[Haskell-cafe] Modulo-foo equivalence classes in Haskell?

Chris Kuklewicz haskell at list.mightyreason.com
Thu Feb 1 07:31:22 EST 2007

Diego Navarro wrote:
> Watching the questions go by in #haskell, a still fuzzy but possibly
> pregnant idea popped up in my mind. Someone needed a nubBy function
> that returned an unique list modulo an arbitrary function foo.

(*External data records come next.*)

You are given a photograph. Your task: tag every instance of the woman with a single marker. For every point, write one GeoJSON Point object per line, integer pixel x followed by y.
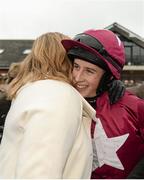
{"type": "Point", "coordinates": [46, 131]}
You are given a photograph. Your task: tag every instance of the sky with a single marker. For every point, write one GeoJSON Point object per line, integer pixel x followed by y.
{"type": "Point", "coordinates": [28, 19]}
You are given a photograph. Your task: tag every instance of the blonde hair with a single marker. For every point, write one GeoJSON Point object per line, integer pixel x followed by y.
{"type": "Point", "coordinates": [47, 60]}
{"type": "Point", "coordinates": [13, 71]}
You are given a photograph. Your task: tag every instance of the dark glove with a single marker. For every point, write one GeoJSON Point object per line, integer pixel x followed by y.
{"type": "Point", "coordinates": [116, 90]}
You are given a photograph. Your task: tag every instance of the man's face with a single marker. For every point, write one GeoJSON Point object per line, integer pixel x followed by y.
{"type": "Point", "coordinates": [86, 77]}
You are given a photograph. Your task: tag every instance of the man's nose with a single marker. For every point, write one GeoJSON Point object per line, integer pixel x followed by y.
{"type": "Point", "coordinates": [79, 76]}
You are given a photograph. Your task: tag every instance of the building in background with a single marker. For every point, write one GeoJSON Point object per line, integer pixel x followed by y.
{"type": "Point", "coordinates": [16, 50]}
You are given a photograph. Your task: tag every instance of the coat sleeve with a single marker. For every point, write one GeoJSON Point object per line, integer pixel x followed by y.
{"type": "Point", "coordinates": [141, 117]}
{"type": "Point", "coordinates": [49, 135]}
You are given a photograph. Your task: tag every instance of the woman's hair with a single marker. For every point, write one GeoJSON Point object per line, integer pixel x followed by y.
{"type": "Point", "coordinates": [47, 60]}
{"type": "Point", "coordinates": [13, 71]}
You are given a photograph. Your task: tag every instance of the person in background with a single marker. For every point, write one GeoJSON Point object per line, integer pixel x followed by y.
{"type": "Point", "coordinates": [4, 102]}
{"type": "Point", "coordinates": [98, 57]}
{"type": "Point", "coordinates": [47, 129]}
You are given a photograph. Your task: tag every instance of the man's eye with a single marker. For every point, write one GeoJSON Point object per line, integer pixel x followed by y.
{"type": "Point", "coordinates": [90, 71]}
{"type": "Point", "coordinates": [75, 66]}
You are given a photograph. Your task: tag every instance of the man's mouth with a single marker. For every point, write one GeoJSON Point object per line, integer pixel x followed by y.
{"type": "Point", "coordinates": [78, 86]}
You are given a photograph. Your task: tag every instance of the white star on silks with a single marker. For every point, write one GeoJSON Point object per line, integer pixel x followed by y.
{"type": "Point", "coordinates": [105, 148]}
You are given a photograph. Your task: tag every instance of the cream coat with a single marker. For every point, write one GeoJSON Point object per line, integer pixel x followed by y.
{"type": "Point", "coordinates": [47, 133]}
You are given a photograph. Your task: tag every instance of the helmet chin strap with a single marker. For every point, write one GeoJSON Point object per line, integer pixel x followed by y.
{"type": "Point", "coordinates": [103, 85]}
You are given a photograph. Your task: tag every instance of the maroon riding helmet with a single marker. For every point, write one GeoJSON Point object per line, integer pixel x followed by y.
{"type": "Point", "coordinates": [100, 47]}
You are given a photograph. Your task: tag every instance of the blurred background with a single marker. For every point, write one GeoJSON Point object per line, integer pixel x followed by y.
{"type": "Point", "coordinates": [24, 20]}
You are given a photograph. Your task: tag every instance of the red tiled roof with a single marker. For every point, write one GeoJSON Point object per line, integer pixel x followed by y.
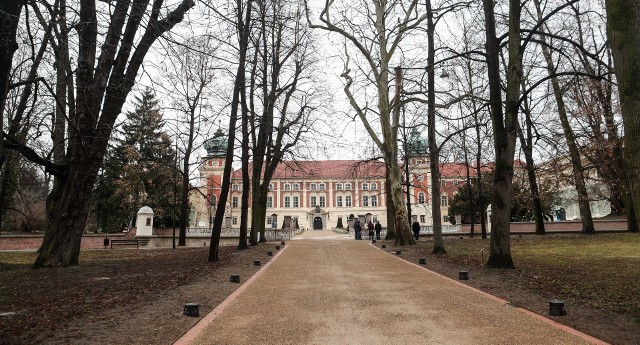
{"type": "Point", "coordinates": [308, 170]}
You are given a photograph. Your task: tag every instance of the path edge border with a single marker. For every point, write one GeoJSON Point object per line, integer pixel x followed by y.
{"type": "Point", "coordinates": [193, 332]}
{"type": "Point", "coordinates": [535, 315]}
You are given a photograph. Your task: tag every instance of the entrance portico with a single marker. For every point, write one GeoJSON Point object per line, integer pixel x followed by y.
{"type": "Point", "coordinates": [317, 218]}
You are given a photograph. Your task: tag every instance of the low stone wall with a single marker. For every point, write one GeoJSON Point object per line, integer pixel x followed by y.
{"type": "Point", "coordinates": [562, 226]}
{"type": "Point", "coordinates": [33, 242]}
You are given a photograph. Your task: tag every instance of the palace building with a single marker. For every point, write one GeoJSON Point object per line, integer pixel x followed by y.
{"type": "Point", "coordinates": [316, 194]}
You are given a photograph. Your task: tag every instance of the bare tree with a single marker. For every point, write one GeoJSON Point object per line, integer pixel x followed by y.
{"type": "Point", "coordinates": [190, 75]}
{"type": "Point", "coordinates": [389, 24]}
{"type": "Point", "coordinates": [106, 70]}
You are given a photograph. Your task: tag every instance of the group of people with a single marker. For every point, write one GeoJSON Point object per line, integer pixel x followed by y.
{"type": "Point", "coordinates": [357, 227]}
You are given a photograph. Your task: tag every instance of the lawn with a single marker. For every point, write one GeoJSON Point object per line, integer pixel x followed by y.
{"type": "Point", "coordinates": [597, 276]}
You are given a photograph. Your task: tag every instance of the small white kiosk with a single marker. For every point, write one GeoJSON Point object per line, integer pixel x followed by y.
{"type": "Point", "coordinates": [144, 222]}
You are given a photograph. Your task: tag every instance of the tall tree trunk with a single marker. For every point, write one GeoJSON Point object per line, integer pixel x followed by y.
{"type": "Point", "coordinates": [391, 229]}
{"type": "Point", "coordinates": [246, 184]}
{"type": "Point", "coordinates": [623, 30]}
{"type": "Point", "coordinates": [233, 119]}
{"type": "Point", "coordinates": [103, 84]}
{"type": "Point", "coordinates": [9, 17]}
{"type": "Point", "coordinates": [434, 151]}
{"type": "Point", "coordinates": [574, 153]}
{"type": "Point", "coordinates": [527, 149]}
{"type": "Point", "coordinates": [503, 130]}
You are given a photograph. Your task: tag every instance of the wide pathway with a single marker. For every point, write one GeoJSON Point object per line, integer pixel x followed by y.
{"type": "Point", "coordinates": [349, 292]}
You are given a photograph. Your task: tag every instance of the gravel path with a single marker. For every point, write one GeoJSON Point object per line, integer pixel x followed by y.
{"type": "Point", "coordinates": [337, 291]}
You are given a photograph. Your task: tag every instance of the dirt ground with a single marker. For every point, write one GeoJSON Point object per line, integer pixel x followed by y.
{"type": "Point", "coordinates": [129, 296]}
{"type": "Point", "coordinates": [522, 289]}
{"type": "Point", "coordinates": [120, 296]}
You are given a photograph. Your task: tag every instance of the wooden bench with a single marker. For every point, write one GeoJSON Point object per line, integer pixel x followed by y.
{"type": "Point", "coordinates": [124, 243]}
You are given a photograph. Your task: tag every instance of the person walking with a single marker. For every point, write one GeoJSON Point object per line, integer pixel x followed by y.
{"type": "Point", "coordinates": [378, 228]}
{"type": "Point", "coordinates": [416, 230]}
{"type": "Point", "coordinates": [370, 227]}
{"type": "Point", "coordinates": [357, 229]}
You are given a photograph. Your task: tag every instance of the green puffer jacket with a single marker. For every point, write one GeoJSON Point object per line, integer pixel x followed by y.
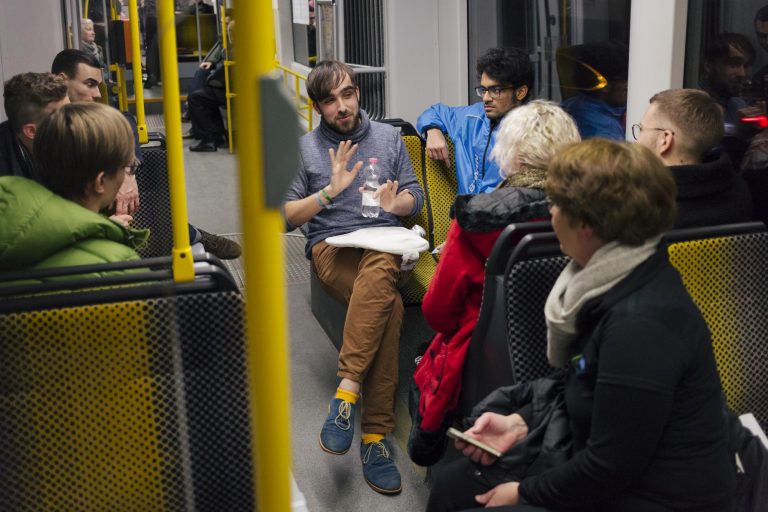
{"type": "Point", "coordinates": [39, 229]}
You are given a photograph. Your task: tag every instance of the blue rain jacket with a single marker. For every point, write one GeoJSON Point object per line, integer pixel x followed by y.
{"type": "Point", "coordinates": [473, 139]}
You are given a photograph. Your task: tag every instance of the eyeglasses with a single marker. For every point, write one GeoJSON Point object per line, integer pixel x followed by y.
{"type": "Point", "coordinates": [494, 91]}
{"type": "Point", "coordinates": [637, 128]}
{"type": "Point", "coordinates": [130, 169]}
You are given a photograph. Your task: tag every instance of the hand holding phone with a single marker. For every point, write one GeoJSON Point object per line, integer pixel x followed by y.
{"type": "Point", "coordinates": [457, 434]}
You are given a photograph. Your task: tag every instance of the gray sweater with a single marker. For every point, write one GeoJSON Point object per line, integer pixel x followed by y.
{"type": "Point", "coordinates": [374, 140]}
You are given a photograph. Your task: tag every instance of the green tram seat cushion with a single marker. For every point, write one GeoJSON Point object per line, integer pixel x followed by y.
{"type": "Point", "coordinates": [439, 185]}
{"type": "Point", "coordinates": [727, 277]}
{"type": "Point", "coordinates": [138, 405]}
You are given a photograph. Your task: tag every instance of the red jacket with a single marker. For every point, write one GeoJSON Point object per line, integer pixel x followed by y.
{"type": "Point", "coordinates": [452, 303]}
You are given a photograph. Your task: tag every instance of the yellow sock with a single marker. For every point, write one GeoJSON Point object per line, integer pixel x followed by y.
{"type": "Point", "coordinates": [347, 395]}
{"type": "Point", "coordinates": [372, 438]}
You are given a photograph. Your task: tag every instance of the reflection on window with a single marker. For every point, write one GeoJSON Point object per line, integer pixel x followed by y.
{"type": "Point", "coordinates": [304, 32]}
{"type": "Point", "coordinates": [727, 56]}
{"type": "Point", "coordinates": [579, 51]}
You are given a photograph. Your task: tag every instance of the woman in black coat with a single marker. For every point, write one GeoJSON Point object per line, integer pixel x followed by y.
{"type": "Point", "coordinates": [641, 390]}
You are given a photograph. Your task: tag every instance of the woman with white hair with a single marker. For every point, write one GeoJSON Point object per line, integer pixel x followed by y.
{"type": "Point", "coordinates": [641, 393]}
{"type": "Point", "coordinates": [528, 137]}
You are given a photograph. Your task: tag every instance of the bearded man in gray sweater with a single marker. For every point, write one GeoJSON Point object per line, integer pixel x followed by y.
{"type": "Point", "coordinates": [326, 195]}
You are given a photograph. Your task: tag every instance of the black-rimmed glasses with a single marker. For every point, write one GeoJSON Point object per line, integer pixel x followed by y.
{"type": "Point", "coordinates": [130, 169]}
{"type": "Point", "coordinates": [637, 128]}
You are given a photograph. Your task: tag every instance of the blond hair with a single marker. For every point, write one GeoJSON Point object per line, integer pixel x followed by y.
{"type": "Point", "coordinates": [77, 142]}
{"type": "Point", "coordinates": [530, 134]}
{"type": "Point", "coordinates": [696, 117]}
{"type": "Point", "coordinates": [622, 191]}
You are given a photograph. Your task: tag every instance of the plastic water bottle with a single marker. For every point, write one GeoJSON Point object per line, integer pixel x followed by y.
{"type": "Point", "coordinates": [371, 176]}
{"type": "Point", "coordinates": [419, 231]}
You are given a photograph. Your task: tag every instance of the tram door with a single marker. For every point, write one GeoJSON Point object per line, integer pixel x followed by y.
{"type": "Point", "coordinates": [542, 27]}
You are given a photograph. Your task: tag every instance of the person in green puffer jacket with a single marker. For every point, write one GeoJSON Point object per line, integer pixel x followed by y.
{"type": "Point", "coordinates": [82, 152]}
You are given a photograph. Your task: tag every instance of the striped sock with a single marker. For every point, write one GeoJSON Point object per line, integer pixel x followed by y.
{"type": "Point", "coordinates": [372, 438]}
{"type": "Point", "coordinates": [347, 396]}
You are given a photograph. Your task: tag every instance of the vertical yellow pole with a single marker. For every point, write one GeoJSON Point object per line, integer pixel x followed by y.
{"type": "Point", "coordinates": [264, 272]}
{"type": "Point", "coordinates": [138, 86]}
{"type": "Point", "coordinates": [227, 84]}
{"type": "Point", "coordinates": [183, 266]}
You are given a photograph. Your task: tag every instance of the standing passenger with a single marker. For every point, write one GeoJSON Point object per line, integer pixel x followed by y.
{"type": "Point", "coordinates": [27, 98]}
{"type": "Point", "coordinates": [326, 196]}
{"type": "Point", "coordinates": [682, 126]}
{"type": "Point", "coordinates": [506, 78]}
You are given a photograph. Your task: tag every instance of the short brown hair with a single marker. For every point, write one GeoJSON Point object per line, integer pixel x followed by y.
{"type": "Point", "coordinates": [26, 95]}
{"type": "Point", "coordinates": [697, 118]}
{"type": "Point", "coordinates": [326, 76]}
{"type": "Point", "coordinates": [77, 142]}
{"type": "Point", "coordinates": [621, 190]}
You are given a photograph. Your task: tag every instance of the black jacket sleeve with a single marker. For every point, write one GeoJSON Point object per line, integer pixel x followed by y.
{"type": "Point", "coordinates": [632, 401]}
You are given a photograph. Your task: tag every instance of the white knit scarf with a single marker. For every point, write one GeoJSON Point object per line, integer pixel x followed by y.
{"type": "Point", "coordinates": [575, 286]}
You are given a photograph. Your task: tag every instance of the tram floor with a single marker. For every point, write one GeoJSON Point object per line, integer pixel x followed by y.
{"type": "Point", "coordinates": [327, 482]}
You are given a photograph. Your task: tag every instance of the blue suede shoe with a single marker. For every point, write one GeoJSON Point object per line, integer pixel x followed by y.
{"type": "Point", "coordinates": [379, 469]}
{"type": "Point", "coordinates": [338, 429]}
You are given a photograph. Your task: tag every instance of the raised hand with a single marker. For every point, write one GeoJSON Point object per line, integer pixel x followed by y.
{"type": "Point", "coordinates": [500, 432]}
{"type": "Point", "coordinates": [437, 147]}
{"type": "Point", "coordinates": [503, 494]}
{"type": "Point", "coordinates": [341, 177]}
{"type": "Point", "coordinates": [127, 199]}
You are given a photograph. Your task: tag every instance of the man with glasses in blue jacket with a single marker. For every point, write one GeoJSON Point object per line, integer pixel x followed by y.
{"type": "Point", "coordinates": [506, 78]}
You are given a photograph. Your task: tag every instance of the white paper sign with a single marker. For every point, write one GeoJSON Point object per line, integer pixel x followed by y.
{"type": "Point", "coordinates": [300, 11]}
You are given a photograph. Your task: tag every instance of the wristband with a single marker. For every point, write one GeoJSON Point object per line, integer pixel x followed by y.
{"type": "Point", "coordinates": [320, 202]}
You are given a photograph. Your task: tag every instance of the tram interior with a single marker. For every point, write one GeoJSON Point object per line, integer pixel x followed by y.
{"type": "Point", "coordinates": [393, 86]}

Well,
> in this case it wasn't arbitrary; he had a list of transposable
> matrices and wanted an unique list of matrices that couldn't be
> transposed into each other.

I have seen situations that I needed nub/nubBy.  But nubBy is O(n^2) and so I
tend to avoid it if I can.  If you can sort or sortBy then you can use (norep .
sort) or the "*By" versions.

-- | after sort or sortBy the use of nub/nubBy can be replaced by norep/norepBy
norep :: (Eq a) => [a]->[a]
norep [] = []
norep x@[_] = x
norep (a:bs@(c:cs)) | a==c = norep (a:cs)
                    | otherwise = a:norep bs

-- | after sort or sortBy the use of nub/nubBy can be replaced by norep/norepBy
norepBy :: (a -> a -> Bool) -> [a] -> [a]
norepBy _ [] = []
norepBy _ x@[_] = x
norepBy eqF (a:bs@(c:cs)) | a `eqF` c = norepBy eqF (a:cs)

> I'm thinking there are many cases of fooBy functions that have to be
> constantly rewritten, and also a lot of ugly code by having to
> constantly add the modulo clauses (like in modular arithmetic).
> I'm inexperienced with type classes -- I've only done the simplest
> types and /some/ fundeps -- so I'm wondering what would be the
> clearest, most general way of having a Modulo-foo Eq class that could
> be parameterized with a function.

You have a type X and it already has an Eq instance.  But you want to (nubBy
foo) a list [X].  You could use a newtype:

newtype Y = Y { unY :: X }

instance Eq Y where (==) = foo

nub' :: [X] -> [X]
nub' = map unY . sort . map Y

> The "transposable matrix" example
> shows how this could be useful for (some limited form) of data
> compression, but it could make some other forms of "algebraically
> modular" (this is not a proper term, it's me trying to get thoughts
> across) business rules, of which modular arithmetic is a special case.
> Uh, I've probably not expressed myself well enough; I hope I have a
> shot at trying to explain myself better if questions come up.